Mas sistêmico era o futebol do Fluminense contra a linearidade do Flamengo e o gol podia surgir a qualquer momento. Pois a bola não corria de ponto a ponto, corria de pé em pé até chegar ao gol, sem perder em eficiência. A eficácia chegou com o gol, aos 36 minutos, através do seu mais eficaz jogador: Fred. Um gol de ternura. Ternura sutil em toque, tirando o goleiro e dois zagueiros e de explosão de alegria que comumente começa com a camisa nove tricolor.
No gol, começou, não somente, a emoção de José, mas um pouco de sua aflição que por ironia iniciou na voz. O grito de gol não saía. Fazia força, mas o máximo que conseguia era ô, ô, ô. Ele queria dizer gol sensacional, aliás, qualquer gol de Fred, para ele, era sensacional. Mas só conseguia dizer sílabas soltas e da sua boca escancarada somente saía uma rouquidão notada pela sua esposa.

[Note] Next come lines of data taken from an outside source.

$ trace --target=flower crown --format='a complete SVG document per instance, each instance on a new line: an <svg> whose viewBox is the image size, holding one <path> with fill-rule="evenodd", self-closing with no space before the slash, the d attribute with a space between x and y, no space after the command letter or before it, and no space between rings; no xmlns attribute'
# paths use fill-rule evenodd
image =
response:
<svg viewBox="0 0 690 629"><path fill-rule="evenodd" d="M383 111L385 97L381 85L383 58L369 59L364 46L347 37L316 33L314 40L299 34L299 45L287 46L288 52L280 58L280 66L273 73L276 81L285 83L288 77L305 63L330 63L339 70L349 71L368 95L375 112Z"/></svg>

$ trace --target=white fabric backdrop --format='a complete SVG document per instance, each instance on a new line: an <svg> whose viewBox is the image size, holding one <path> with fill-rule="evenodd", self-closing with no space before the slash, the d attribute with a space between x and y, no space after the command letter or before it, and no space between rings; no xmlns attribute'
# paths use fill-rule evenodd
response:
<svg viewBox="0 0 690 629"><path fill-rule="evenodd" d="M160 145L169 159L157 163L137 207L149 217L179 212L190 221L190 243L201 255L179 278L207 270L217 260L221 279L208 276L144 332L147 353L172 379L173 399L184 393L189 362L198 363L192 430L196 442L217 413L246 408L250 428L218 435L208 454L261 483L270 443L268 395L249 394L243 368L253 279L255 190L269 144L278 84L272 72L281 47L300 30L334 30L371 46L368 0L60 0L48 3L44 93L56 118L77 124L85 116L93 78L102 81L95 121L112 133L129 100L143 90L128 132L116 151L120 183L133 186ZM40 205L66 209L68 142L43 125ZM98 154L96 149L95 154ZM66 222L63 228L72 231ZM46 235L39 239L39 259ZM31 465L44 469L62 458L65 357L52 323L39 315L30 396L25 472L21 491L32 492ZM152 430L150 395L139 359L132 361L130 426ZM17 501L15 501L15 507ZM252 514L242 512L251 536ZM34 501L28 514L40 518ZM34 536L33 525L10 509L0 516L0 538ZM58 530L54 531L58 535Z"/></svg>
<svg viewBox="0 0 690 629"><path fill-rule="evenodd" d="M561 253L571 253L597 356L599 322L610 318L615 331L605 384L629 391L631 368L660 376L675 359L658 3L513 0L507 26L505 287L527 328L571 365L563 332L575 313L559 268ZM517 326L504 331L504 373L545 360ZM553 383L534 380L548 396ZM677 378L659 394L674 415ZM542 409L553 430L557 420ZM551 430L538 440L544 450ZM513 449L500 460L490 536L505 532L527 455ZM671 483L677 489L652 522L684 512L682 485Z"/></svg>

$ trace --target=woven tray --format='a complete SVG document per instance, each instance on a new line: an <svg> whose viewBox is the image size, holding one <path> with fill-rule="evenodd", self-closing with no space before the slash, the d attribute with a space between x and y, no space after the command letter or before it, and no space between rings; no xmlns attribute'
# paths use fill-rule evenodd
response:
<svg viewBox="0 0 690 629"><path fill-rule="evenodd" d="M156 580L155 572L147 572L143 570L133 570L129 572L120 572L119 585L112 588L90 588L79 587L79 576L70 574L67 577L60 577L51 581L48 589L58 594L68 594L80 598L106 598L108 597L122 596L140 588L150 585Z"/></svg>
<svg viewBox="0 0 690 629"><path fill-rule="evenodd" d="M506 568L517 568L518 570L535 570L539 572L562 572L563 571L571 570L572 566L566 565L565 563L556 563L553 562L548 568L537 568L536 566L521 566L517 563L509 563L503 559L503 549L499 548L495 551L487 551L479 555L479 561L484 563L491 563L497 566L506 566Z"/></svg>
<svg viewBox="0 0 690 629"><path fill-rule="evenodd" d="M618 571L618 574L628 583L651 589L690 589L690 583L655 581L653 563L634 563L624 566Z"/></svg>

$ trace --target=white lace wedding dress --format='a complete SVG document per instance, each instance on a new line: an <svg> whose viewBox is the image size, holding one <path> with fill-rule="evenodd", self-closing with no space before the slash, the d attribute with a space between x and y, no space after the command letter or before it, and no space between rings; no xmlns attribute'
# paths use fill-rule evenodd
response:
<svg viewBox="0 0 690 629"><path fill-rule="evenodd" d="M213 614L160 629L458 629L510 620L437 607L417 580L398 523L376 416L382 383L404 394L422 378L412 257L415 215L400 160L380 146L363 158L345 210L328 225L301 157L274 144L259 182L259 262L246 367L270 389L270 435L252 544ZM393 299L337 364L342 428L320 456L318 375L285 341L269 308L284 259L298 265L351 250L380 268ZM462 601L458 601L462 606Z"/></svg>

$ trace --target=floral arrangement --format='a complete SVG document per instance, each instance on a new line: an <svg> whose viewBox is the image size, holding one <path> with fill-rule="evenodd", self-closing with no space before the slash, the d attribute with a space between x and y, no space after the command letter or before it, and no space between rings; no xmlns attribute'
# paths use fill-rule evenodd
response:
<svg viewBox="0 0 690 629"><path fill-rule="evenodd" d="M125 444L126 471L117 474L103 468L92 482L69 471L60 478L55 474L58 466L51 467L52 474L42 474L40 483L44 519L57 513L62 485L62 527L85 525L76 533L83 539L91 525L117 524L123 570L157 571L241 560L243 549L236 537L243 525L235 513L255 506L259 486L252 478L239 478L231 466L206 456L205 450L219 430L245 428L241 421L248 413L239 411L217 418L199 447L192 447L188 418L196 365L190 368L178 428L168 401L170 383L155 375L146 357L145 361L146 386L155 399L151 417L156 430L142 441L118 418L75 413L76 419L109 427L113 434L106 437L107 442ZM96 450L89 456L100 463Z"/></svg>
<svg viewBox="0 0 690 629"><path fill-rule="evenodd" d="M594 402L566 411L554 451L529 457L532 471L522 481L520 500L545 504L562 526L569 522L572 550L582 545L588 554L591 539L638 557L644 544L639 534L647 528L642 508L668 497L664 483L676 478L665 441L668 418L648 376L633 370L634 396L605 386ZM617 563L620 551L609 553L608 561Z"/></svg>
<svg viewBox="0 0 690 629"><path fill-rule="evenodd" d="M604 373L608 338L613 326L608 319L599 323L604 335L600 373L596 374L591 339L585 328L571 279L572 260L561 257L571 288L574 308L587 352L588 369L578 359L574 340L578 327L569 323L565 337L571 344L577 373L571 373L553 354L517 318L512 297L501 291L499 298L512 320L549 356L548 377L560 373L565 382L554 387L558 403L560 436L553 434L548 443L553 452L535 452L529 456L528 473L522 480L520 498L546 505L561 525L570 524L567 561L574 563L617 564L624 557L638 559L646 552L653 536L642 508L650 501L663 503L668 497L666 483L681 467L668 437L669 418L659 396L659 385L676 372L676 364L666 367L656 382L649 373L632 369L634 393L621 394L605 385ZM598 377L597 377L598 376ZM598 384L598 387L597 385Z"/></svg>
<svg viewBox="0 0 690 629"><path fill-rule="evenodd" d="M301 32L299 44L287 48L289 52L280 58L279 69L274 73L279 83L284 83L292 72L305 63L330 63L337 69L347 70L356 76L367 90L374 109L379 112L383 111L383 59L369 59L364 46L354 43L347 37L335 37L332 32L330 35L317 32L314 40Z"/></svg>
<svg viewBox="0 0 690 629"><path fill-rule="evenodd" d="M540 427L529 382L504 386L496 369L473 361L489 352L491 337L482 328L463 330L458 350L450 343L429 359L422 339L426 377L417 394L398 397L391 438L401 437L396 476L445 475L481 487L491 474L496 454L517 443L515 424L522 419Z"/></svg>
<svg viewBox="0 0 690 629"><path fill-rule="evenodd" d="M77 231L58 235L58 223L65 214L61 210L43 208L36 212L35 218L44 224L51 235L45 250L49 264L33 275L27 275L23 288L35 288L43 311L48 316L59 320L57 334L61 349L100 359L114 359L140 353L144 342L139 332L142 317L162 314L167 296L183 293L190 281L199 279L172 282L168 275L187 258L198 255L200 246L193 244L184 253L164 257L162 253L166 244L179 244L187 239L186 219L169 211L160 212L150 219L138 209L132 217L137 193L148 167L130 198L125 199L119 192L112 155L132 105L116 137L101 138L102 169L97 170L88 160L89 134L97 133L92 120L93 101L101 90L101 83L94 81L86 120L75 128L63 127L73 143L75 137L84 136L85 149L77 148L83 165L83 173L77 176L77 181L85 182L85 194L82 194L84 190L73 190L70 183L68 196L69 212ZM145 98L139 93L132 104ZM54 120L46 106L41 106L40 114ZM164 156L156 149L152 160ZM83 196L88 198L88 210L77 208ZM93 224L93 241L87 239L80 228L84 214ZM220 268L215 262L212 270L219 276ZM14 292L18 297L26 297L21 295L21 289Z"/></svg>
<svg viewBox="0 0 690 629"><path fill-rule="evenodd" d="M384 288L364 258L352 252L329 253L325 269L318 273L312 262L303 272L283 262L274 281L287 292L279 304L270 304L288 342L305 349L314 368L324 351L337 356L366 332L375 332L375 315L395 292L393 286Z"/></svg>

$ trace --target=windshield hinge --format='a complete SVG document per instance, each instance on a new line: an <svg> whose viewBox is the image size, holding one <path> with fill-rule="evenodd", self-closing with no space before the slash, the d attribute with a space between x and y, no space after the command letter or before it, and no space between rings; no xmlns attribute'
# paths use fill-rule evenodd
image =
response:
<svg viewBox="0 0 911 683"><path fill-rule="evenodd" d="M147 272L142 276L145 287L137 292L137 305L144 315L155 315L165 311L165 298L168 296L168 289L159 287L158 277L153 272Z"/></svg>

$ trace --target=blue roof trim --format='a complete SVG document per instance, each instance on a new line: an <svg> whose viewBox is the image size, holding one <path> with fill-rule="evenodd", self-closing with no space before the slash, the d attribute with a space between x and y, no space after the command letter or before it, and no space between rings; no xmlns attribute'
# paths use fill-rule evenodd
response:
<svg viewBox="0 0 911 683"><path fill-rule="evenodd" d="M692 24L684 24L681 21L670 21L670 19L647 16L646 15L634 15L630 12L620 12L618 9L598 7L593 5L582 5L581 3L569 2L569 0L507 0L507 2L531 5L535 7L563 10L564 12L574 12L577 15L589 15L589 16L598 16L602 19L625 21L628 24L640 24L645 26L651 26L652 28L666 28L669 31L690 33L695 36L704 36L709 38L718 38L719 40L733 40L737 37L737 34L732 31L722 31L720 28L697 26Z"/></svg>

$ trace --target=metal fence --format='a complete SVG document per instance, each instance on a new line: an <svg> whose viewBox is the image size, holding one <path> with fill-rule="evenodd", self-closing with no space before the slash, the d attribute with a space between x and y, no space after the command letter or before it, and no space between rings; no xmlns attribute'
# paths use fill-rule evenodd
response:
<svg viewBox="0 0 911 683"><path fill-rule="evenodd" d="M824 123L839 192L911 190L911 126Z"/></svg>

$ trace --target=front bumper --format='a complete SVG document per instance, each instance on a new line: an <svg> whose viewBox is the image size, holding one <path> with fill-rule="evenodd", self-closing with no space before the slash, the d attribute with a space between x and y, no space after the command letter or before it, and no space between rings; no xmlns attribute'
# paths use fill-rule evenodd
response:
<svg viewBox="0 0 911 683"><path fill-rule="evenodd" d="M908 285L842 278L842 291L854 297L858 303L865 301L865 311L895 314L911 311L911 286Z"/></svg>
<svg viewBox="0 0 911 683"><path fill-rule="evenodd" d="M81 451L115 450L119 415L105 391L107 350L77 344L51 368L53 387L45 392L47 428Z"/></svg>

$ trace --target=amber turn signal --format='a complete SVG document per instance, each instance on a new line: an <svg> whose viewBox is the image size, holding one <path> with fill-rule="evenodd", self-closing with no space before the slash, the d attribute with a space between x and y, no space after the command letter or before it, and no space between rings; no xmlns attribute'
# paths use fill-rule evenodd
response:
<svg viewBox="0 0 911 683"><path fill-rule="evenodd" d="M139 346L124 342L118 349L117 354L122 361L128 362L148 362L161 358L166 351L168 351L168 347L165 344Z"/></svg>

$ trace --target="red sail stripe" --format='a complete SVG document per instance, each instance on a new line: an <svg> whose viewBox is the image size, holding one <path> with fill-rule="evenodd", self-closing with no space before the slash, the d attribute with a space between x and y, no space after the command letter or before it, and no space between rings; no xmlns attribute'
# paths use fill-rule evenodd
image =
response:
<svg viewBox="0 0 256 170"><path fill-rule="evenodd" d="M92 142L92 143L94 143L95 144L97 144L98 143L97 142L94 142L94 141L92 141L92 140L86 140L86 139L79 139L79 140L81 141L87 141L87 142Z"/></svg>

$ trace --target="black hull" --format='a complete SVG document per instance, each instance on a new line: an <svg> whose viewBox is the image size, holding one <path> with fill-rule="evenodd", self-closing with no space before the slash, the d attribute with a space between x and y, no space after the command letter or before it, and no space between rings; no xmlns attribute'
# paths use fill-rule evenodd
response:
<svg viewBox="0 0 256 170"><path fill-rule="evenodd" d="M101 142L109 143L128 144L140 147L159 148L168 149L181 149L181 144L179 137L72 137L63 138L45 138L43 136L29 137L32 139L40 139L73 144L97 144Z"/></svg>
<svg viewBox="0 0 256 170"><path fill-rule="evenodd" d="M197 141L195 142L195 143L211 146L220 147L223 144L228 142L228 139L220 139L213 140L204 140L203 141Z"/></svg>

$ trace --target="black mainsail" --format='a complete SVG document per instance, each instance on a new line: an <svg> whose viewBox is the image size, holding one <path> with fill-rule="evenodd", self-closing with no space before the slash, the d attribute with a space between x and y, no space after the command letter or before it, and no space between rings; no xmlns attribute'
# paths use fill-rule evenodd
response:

Para acalmar a palilalia*, Dona Vera acariciava seus cabelos, passando os dedos entres os tensos fios. De repente, seu rosto que sorria ao golaço de Fred, transfigurou-se de tal maneira que até Dona Vera surpreendeu-se e a surpresa evoluiu para um choro escondido com pequenos engodos na garganta e uma lágrima na face.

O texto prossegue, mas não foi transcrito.